The Klickitat County Agriculturist, Goldendale, WA., July 23, 1926, page 1

WISHRAM MOVED EIGHT MILES TO THE EASTWARD JULY 20

     The location of an historical spot, endeared to Oregon and Washington pioneers, through Indian legends and made famous in the works of great authors, has been moved 8 miles east on the Columbia river, as stated in the Agri. recently, to please the whims of a great corporation.  This new location was formerly known as a Fallbridge -- now Wishram.
     So on Tuesday of this week a great gathering of Washington and Oregon parties assembled, and dedicated a monument to the new name, Wishram, and Fallbridge is no more!
     Our correspondent at Fallbridge, Wishram henceforth, writes to the Agri.: Months ago the Great Northern railroad, following its plan to name its stations, so far as possible, after the old Indian titles, struck Fallbridge from its maps and substituted Wishram, the native name for a point of land situated at the narrows of the Columbia about four miles above The Dalles and eight miles west of Fallbridge.

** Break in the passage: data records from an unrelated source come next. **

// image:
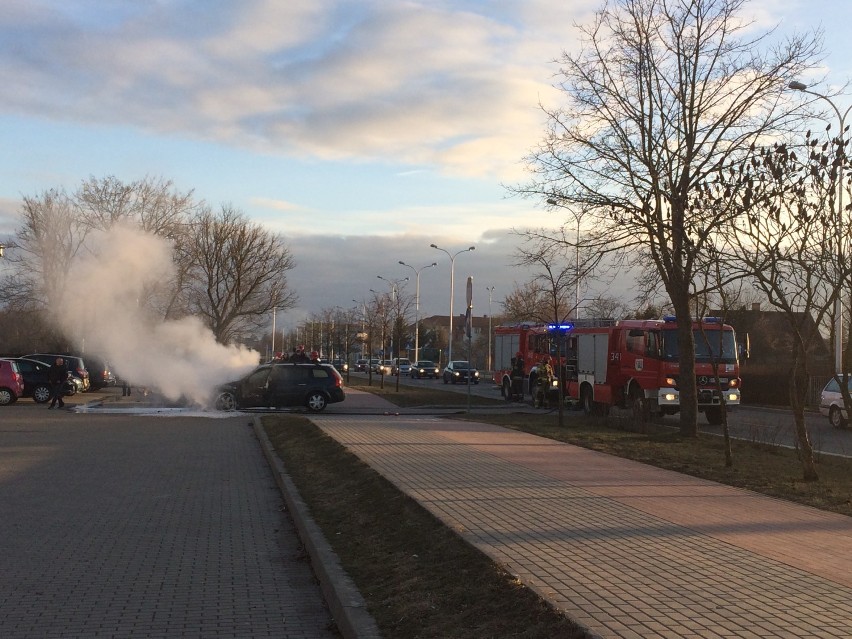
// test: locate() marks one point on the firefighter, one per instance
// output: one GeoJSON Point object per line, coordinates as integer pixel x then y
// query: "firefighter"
{"type": "Point", "coordinates": [544, 383]}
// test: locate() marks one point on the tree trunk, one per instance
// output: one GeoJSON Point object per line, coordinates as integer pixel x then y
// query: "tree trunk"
{"type": "Point", "coordinates": [798, 395]}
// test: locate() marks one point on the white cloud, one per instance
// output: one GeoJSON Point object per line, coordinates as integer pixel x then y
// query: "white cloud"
{"type": "Point", "coordinates": [424, 83]}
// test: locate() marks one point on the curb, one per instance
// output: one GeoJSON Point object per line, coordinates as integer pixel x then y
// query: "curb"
{"type": "Point", "coordinates": [344, 600]}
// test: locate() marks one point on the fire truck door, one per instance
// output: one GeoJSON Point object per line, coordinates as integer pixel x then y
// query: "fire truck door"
{"type": "Point", "coordinates": [592, 356]}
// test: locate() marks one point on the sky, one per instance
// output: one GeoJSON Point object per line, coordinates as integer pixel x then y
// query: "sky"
{"type": "Point", "coordinates": [363, 131]}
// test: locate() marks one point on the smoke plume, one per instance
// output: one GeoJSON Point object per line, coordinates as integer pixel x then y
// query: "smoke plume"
{"type": "Point", "coordinates": [103, 306]}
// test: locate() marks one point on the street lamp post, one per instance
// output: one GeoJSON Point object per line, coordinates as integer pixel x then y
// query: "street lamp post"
{"type": "Point", "coordinates": [273, 332]}
{"type": "Point", "coordinates": [490, 290]}
{"type": "Point", "coordinates": [394, 284]}
{"type": "Point", "coordinates": [417, 306]}
{"type": "Point", "coordinates": [452, 284]}
{"type": "Point", "coordinates": [838, 309]}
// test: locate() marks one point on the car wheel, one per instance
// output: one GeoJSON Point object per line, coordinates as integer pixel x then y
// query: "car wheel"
{"type": "Point", "coordinates": [41, 394]}
{"type": "Point", "coordinates": [316, 402]}
{"type": "Point", "coordinates": [835, 417]}
{"type": "Point", "coordinates": [226, 401]}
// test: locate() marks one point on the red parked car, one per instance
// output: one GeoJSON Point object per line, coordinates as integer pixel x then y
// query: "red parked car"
{"type": "Point", "coordinates": [11, 382]}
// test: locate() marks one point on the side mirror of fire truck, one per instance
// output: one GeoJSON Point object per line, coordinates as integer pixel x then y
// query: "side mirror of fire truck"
{"type": "Point", "coordinates": [744, 346]}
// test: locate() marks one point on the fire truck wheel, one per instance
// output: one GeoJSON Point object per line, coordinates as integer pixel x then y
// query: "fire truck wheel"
{"type": "Point", "coordinates": [586, 401]}
{"type": "Point", "coordinates": [714, 416]}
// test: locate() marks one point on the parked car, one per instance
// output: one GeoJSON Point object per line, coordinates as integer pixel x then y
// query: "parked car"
{"type": "Point", "coordinates": [424, 368]}
{"type": "Point", "coordinates": [36, 376]}
{"type": "Point", "coordinates": [311, 385]}
{"type": "Point", "coordinates": [75, 364]}
{"type": "Point", "coordinates": [458, 371]}
{"type": "Point", "coordinates": [401, 366]}
{"type": "Point", "coordinates": [11, 382]}
{"type": "Point", "coordinates": [831, 404]}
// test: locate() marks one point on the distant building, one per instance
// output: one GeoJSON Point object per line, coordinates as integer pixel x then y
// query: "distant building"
{"type": "Point", "coordinates": [766, 372]}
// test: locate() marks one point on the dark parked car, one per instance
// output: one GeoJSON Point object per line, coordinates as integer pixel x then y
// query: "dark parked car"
{"type": "Point", "coordinates": [313, 386]}
{"type": "Point", "coordinates": [11, 382]}
{"type": "Point", "coordinates": [75, 364]}
{"type": "Point", "coordinates": [424, 368]}
{"type": "Point", "coordinates": [36, 377]}
{"type": "Point", "coordinates": [458, 371]}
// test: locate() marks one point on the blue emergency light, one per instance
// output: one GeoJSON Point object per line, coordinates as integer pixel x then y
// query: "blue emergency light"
{"type": "Point", "coordinates": [560, 328]}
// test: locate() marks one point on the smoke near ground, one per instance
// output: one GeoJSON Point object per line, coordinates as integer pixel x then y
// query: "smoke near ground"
{"type": "Point", "coordinates": [104, 308]}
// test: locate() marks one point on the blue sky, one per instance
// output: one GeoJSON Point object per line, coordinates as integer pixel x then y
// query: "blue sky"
{"type": "Point", "coordinates": [362, 130]}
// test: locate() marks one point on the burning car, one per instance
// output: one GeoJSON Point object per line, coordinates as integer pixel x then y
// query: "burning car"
{"type": "Point", "coordinates": [283, 385]}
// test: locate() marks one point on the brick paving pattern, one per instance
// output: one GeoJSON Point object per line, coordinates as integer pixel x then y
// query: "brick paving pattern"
{"type": "Point", "coordinates": [116, 526]}
{"type": "Point", "coordinates": [623, 548]}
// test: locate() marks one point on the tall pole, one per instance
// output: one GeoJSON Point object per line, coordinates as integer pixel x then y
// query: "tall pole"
{"type": "Point", "coordinates": [417, 307]}
{"type": "Point", "coordinates": [553, 201]}
{"type": "Point", "coordinates": [394, 284]}
{"type": "Point", "coordinates": [273, 332]}
{"type": "Point", "coordinates": [452, 284]}
{"type": "Point", "coordinates": [490, 290]}
{"type": "Point", "coordinates": [838, 308]}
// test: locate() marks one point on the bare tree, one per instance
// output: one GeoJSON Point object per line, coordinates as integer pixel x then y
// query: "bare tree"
{"type": "Point", "coordinates": [239, 272]}
{"type": "Point", "coordinates": [557, 274]}
{"type": "Point", "coordinates": [50, 237]}
{"type": "Point", "coordinates": [786, 243]}
{"type": "Point", "coordinates": [527, 303]}
{"type": "Point", "coordinates": [663, 96]}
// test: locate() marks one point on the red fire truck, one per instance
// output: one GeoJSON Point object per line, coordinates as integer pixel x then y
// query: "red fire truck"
{"type": "Point", "coordinates": [628, 363]}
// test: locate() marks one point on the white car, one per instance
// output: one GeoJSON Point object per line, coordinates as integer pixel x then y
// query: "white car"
{"type": "Point", "coordinates": [831, 403]}
{"type": "Point", "coordinates": [401, 366]}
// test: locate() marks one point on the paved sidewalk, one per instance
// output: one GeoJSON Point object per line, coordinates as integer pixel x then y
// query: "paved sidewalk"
{"type": "Point", "coordinates": [623, 548]}
{"type": "Point", "coordinates": [135, 526]}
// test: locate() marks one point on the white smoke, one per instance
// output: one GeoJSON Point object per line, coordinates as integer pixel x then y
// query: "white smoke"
{"type": "Point", "coordinates": [102, 307]}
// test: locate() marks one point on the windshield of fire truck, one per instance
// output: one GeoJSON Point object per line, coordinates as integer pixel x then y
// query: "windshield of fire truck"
{"type": "Point", "coordinates": [709, 345]}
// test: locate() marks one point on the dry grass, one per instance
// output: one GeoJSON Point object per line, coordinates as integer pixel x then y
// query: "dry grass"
{"type": "Point", "coordinates": [420, 580]}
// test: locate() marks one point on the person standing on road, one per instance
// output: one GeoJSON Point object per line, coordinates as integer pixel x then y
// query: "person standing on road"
{"type": "Point", "coordinates": [57, 376]}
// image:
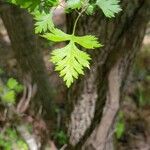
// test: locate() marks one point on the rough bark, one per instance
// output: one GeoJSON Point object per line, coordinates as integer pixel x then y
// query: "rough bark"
{"type": "Point", "coordinates": [19, 25]}
{"type": "Point", "coordinates": [97, 96]}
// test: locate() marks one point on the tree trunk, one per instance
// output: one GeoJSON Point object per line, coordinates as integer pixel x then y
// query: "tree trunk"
{"type": "Point", "coordinates": [96, 97]}
{"type": "Point", "coordinates": [19, 25]}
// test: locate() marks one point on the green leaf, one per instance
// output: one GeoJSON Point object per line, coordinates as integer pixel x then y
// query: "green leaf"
{"type": "Point", "coordinates": [88, 41]}
{"type": "Point", "coordinates": [70, 61]}
{"type": "Point", "coordinates": [44, 21]}
{"type": "Point", "coordinates": [12, 83]}
{"type": "Point", "coordinates": [57, 35]}
{"type": "Point", "coordinates": [74, 4]}
{"type": "Point", "coordinates": [90, 10]}
{"type": "Point", "coordinates": [109, 7]}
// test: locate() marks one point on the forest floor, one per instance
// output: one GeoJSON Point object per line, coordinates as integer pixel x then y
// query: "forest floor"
{"type": "Point", "coordinates": [136, 104]}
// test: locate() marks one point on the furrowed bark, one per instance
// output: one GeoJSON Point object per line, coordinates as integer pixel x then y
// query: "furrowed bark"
{"type": "Point", "coordinates": [19, 25]}
{"type": "Point", "coordinates": [91, 97]}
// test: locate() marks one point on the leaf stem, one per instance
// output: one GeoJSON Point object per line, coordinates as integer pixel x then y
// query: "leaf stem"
{"type": "Point", "coordinates": [76, 21]}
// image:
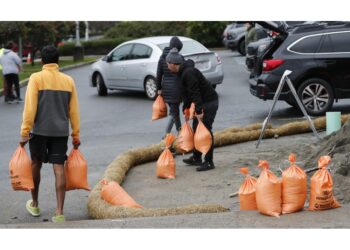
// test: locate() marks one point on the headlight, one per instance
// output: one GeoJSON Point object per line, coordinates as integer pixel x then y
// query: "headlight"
{"type": "Point", "coordinates": [231, 36]}
{"type": "Point", "coordinates": [262, 47]}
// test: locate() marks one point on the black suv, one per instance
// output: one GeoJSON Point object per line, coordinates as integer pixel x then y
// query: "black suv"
{"type": "Point", "coordinates": [319, 57]}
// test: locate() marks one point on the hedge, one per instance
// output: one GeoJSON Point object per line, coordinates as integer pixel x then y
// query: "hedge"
{"type": "Point", "coordinates": [95, 47]}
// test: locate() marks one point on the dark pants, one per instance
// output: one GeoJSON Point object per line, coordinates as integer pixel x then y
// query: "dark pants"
{"type": "Point", "coordinates": [174, 117]}
{"type": "Point", "coordinates": [210, 109]}
{"type": "Point", "coordinates": [12, 79]}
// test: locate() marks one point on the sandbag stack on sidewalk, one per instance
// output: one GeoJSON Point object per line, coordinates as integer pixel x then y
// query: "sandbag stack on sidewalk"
{"type": "Point", "coordinates": [247, 191]}
{"type": "Point", "coordinates": [288, 195]}
{"type": "Point", "coordinates": [268, 191]}
{"type": "Point", "coordinates": [321, 196]}
{"type": "Point", "coordinates": [293, 188]}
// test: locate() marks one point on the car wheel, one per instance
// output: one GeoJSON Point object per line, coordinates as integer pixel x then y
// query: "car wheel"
{"type": "Point", "coordinates": [241, 47]}
{"type": "Point", "coordinates": [100, 85]}
{"type": "Point", "coordinates": [316, 95]}
{"type": "Point", "coordinates": [292, 103]}
{"type": "Point", "coordinates": [151, 87]}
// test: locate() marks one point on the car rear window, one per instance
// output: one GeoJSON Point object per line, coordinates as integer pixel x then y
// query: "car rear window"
{"type": "Point", "coordinates": [189, 47]}
{"type": "Point", "coordinates": [340, 42]}
{"type": "Point", "coordinates": [307, 45]}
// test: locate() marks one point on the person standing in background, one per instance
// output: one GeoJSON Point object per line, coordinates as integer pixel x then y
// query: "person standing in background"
{"type": "Point", "coordinates": [11, 66]}
{"type": "Point", "coordinates": [169, 87]}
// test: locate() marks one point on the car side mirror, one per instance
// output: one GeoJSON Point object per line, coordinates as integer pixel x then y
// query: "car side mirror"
{"type": "Point", "coordinates": [107, 58]}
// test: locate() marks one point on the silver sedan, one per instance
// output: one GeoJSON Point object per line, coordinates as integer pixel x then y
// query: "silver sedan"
{"type": "Point", "coordinates": [133, 65]}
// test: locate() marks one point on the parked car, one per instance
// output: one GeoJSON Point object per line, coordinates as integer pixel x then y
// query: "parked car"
{"type": "Point", "coordinates": [234, 36]}
{"type": "Point", "coordinates": [133, 65]}
{"type": "Point", "coordinates": [255, 49]}
{"type": "Point", "coordinates": [318, 56]}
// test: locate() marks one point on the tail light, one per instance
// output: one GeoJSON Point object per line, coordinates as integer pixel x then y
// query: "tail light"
{"type": "Point", "coordinates": [272, 64]}
{"type": "Point", "coordinates": [218, 59]}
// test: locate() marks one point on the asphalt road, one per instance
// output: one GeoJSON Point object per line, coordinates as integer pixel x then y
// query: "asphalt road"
{"type": "Point", "coordinates": [113, 124]}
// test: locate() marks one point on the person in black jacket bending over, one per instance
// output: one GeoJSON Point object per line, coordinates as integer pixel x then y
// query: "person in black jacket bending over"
{"type": "Point", "coordinates": [168, 86]}
{"type": "Point", "coordinates": [197, 89]}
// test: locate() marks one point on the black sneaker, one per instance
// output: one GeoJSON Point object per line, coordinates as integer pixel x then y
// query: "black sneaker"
{"type": "Point", "coordinates": [205, 166]}
{"type": "Point", "coordinates": [192, 161]}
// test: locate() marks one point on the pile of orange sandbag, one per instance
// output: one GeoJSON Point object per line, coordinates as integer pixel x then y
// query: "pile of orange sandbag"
{"type": "Point", "coordinates": [166, 167]}
{"type": "Point", "coordinates": [247, 197]}
{"type": "Point", "coordinates": [276, 196]}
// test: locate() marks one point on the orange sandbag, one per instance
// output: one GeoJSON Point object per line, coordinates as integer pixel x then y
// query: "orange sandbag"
{"type": "Point", "coordinates": [247, 199]}
{"type": "Point", "coordinates": [293, 188]}
{"type": "Point", "coordinates": [114, 194]}
{"type": "Point", "coordinates": [268, 191]}
{"type": "Point", "coordinates": [321, 187]}
{"type": "Point", "coordinates": [190, 111]}
{"type": "Point", "coordinates": [159, 108]}
{"type": "Point", "coordinates": [76, 171]}
{"type": "Point", "coordinates": [185, 141]}
{"type": "Point", "coordinates": [166, 166]}
{"type": "Point", "coordinates": [202, 138]}
{"type": "Point", "coordinates": [20, 167]}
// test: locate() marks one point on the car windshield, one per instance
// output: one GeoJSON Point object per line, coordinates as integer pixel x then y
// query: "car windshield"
{"type": "Point", "coordinates": [189, 47]}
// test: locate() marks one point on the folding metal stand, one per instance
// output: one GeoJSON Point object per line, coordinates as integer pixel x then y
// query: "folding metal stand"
{"type": "Point", "coordinates": [283, 80]}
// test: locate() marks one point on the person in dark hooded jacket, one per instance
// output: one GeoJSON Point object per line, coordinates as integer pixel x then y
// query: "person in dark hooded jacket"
{"type": "Point", "coordinates": [198, 90]}
{"type": "Point", "coordinates": [168, 86]}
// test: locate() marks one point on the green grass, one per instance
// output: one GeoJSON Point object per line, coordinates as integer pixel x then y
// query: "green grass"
{"type": "Point", "coordinates": [28, 69]}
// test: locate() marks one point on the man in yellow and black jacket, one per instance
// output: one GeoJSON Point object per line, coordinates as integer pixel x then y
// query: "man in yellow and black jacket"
{"type": "Point", "coordinates": [51, 103]}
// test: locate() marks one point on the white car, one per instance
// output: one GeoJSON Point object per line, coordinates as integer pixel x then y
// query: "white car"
{"type": "Point", "coordinates": [133, 65]}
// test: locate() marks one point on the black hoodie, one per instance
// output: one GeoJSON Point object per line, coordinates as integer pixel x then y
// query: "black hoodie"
{"type": "Point", "coordinates": [196, 88]}
{"type": "Point", "coordinates": [168, 82]}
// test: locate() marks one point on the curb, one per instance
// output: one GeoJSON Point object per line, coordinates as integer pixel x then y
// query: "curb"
{"type": "Point", "coordinates": [24, 82]}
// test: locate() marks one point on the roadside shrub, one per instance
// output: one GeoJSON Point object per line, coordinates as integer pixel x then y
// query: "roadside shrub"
{"type": "Point", "coordinates": [145, 29]}
{"type": "Point", "coordinates": [95, 47]}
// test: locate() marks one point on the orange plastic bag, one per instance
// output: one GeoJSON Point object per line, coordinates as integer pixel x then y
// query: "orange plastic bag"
{"type": "Point", "coordinates": [159, 108]}
{"type": "Point", "coordinates": [202, 138]}
{"type": "Point", "coordinates": [114, 194]}
{"type": "Point", "coordinates": [268, 191]}
{"type": "Point", "coordinates": [321, 187]}
{"type": "Point", "coordinates": [293, 187]}
{"type": "Point", "coordinates": [247, 191]}
{"type": "Point", "coordinates": [166, 166]}
{"type": "Point", "coordinates": [20, 167]}
{"type": "Point", "coordinates": [76, 171]}
{"type": "Point", "coordinates": [185, 141]}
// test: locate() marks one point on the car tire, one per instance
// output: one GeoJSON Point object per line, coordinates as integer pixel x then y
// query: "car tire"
{"type": "Point", "coordinates": [316, 95]}
{"type": "Point", "coordinates": [150, 87]}
{"type": "Point", "coordinates": [100, 85]}
{"type": "Point", "coordinates": [241, 47]}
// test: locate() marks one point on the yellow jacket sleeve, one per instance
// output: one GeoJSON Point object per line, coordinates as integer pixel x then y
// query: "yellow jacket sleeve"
{"type": "Point", "coordinates": [74, 115]}
{"type": "Point", "coordinates": [30, 107]}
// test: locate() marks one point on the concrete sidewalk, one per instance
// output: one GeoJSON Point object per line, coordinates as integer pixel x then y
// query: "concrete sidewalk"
{"type": "Point", "coordinates": [211, 187]}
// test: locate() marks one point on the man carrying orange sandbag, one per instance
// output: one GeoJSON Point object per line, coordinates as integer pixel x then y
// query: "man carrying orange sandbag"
{"type": "Point", "coordinates": [51, 102]}
{"type": "Point", "coordinates": [198, 90]}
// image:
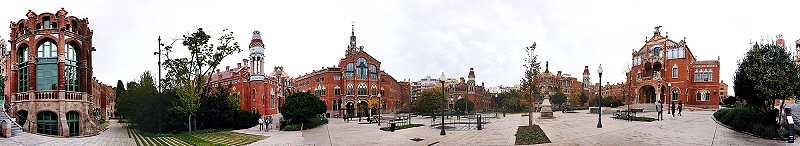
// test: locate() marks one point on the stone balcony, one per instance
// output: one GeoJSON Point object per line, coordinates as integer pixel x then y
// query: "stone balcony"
{"type": "Point", "coordinates": [52, 95]}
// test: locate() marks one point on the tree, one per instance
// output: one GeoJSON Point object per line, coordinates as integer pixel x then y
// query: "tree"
{"type": "Point", "coordinates": [584, 98]}
{"type": "Point", "coordinates": [187, 75]}
{"type": "Point", "coordinates": [558, 99]}
{"type": "Point", "coordinates": [464, 105]}
{"type": "Point", "coordinates": [766, 73]}
{"type": "Point", "coordinates": [430, 100]}
{"type": "Point", "coordinates": [301, 106]}
{"type": "Point", "coordinates": [528, 84]}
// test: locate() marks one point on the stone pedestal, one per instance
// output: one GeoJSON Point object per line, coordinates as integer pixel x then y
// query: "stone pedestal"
{"type": "Point", "coordinates": [547, 111]}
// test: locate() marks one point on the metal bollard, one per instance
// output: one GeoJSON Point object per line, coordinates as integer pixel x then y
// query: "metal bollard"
{"type": "Point", "coordinates": [790, 124]}
{"type": "Point", "coordinates": [391, 125]}
{"type": "Point", "coordinates": [479, 123]}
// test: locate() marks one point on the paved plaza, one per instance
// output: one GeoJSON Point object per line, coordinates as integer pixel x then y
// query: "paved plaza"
{"type": "Point", "coordinates": [693, 128]}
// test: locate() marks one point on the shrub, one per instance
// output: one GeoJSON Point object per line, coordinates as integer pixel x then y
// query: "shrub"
{"type": "Point", "coordinates": [749, 120]}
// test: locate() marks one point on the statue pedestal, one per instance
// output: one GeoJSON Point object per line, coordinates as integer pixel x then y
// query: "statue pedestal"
{"type": "Point", "coordinates": [547, 111]}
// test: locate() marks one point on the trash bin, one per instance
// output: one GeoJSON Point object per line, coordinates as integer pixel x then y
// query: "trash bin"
{"type": "Point", "coordinates": [391, 125]}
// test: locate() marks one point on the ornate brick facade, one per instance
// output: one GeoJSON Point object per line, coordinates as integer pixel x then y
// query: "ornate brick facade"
{"type": "Point", "coordinates": [50, 80]}
{"type": "Point", "coordinates": [353, 83]}
{"type": "Point", "coordinates": [666, 70]}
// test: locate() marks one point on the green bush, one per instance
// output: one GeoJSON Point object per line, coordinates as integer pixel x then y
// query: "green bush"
{"type": "Point", "coordinates": [402, 127]}
{"type": "Point", "coordinates": [749, 120]}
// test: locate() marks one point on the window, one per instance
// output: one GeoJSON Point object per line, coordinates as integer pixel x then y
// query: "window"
{"type": "Point", "coordinates": [362, 89]}
{"type": "Point", "coordinates": [699, 96]}
{"type": "Point", "coordinates": [71, 68]}
{"type": "Point", "coordinates": [361, 68]}
{"type": "Point", "coordinates": [47, 67]}
{"type": "Point", "coordinates": [373, 72]}
{"type": "Point", "coordinates": [349, 89]}
{"type": "Point", "coordinates": [22, 69]}
{"type": "Point", "coordinates": [674, 94]}
{"type": "Point", "coordinates": [375, 90]}
{"type": "Point", "coordinates": [674, 71]}
{"type": "Point", "coordinates": [349, 71]}
{"type": "Point", "coordinates": [337, 91]}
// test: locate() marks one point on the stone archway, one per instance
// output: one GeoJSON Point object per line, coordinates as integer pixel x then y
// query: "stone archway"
{"type": "Point", "coordinates": [647, 94]}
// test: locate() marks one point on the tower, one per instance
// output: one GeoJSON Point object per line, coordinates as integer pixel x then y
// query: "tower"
{"type": "Point", "coordinates": [256, 57]}
{"type": "Point", "coordinates": [471, 77]}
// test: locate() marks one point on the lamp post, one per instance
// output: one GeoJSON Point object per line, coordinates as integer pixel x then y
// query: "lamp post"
{"type": "Point", "coordinates": [599, 105]}
{"type": "Point", "coordinates": [441, 79]}
{"type": "Point", "coordinates": [380, 104]}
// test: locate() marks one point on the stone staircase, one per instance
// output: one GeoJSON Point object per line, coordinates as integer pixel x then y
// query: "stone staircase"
{"type": "Point", "coordinates": [16, 130]}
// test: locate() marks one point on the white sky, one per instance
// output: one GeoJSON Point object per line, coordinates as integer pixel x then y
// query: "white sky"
{"type": "Point", "coordinates": [414, 39]}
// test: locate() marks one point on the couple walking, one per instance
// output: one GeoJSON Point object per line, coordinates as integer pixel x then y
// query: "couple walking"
{"type": "Point", "coordinates": [659, 109]}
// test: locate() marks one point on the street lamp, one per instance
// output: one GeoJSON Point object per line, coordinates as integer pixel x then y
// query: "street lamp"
{"type": "Point", "coordinates": [441, 79]}
{"type": "Point", "coordinates": [380, 104]}
{"type": "Point", "coordinates": [599, 105]}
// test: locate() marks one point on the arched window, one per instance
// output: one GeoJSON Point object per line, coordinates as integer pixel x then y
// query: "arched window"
{"type": "Point", "coordinates": [362, 89]}
{"type": "Point", "coordinates": [46, 66]}
{"type": "Point", "coordinates": [373, 72]}
{"type": "Point", "coordinates": [71, 68]}
{"type": "Point", "coordinates": [349, 71]}
{"type": "Point", "coordinates": [375, 90]}
{"type": "Point", "coordinates": [22, 68]}
{"type": "Point", "coordinates": [47, 123]}
{"type": "Point", "coordinates": [361, 68]}
{"type": "Point", "coordinates": [337, 91]}
{"type": "Point", "coordinates": [349, 89]}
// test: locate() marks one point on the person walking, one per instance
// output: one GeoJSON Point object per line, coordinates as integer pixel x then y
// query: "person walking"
{"type": "Point", "coordinates": [660, 110]}
{"type": "Point", "coordinates": [680, 107]}
{"type": "Point", "coordinates": [672, 108]}
{"type": "Point", "coordinates": [260, 124]}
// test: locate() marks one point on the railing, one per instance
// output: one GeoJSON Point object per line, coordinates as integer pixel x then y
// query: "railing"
{"type": "Point", "coordinates": [73, 96]}
{"type": "Point", "coordinates": [22, 96]}
{"type": "Point", "coordinates": [46, 95]}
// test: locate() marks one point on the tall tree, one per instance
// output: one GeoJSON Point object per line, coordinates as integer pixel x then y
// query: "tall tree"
{"type": "Point", "coordinates": [187, 75]}
{"type": "Point", "coordinates": [766, 73]}
{"type": "Point", "coordinates": [528, 83]}
{"type": "Point", "coordinates": [430, 100]}
{"type": "Point", "coordinates": [464, 105]}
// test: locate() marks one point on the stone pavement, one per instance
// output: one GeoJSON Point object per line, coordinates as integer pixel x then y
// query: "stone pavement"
{"type": "Point", "coordinates": [693, 128]}
{"type": "Point", "coordinates": [115, 135]}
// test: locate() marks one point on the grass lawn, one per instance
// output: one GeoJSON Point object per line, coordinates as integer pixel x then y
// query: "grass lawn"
{"type": "Point", "coordinates": [528, 135]}
{"type": "Point", "coordinates": [230, 138]}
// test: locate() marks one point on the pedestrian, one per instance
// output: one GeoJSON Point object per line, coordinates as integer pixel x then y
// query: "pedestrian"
{"type": "Point", "coordinates": [260, 124]}
{"type": "Point", "coordinates": [659, 109]}
{"type": "Point", "coordinates": [672, 108]}
{"type": "Point", "coordinates": [680, 107]}
{"type": "Point", "coordinates": [269, 121]}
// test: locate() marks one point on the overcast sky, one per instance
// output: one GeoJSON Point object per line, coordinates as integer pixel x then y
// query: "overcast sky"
{"type": "Point", "coordinates": [414, 39]}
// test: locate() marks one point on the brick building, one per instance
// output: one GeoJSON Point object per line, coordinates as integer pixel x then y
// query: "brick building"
{"type": "Point", "coordinates": [666, 70]}
{"type": "Point", "coordinates": [258, 92]}
{"type": "Point", "coordinates": [358, 79]}
{"type": "Point", "coordinates": [51, 75]}
{"type": "Point", "coordinates": [478, 94]}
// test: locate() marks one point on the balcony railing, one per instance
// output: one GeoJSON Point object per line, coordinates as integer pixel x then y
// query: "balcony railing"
{"type": "Point", "coordinates": [50, 96]}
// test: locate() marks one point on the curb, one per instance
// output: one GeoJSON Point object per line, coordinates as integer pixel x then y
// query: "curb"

     Now come the pioneers with the plaint that a wrong has been done.  The name Wishram, or, Nech-loi-deth, was interpreted in the Yakima tongue, as stationary-people-who-never-move; significant of painted figures and pictographs on the rocks at this point.  The word Wishram was probably first written by Washington Irving in his “Astoria” and was a misspelling of the Indian pronunciation Wish-cum.
     With the name applicable only to this particular spot, obviously, the pioneers argue, it could not rightfully be moved away and applied to another location merely because a train stops there.  When the Great Northern dedicates its monument at “Wishram” late this month for the benefit of the cross-continent tour of the eastern group making up the Columbia Historical expedition, the old-timers who have revered the painted rocks at Wishram for decades will sadly watch the official fading away of the old name.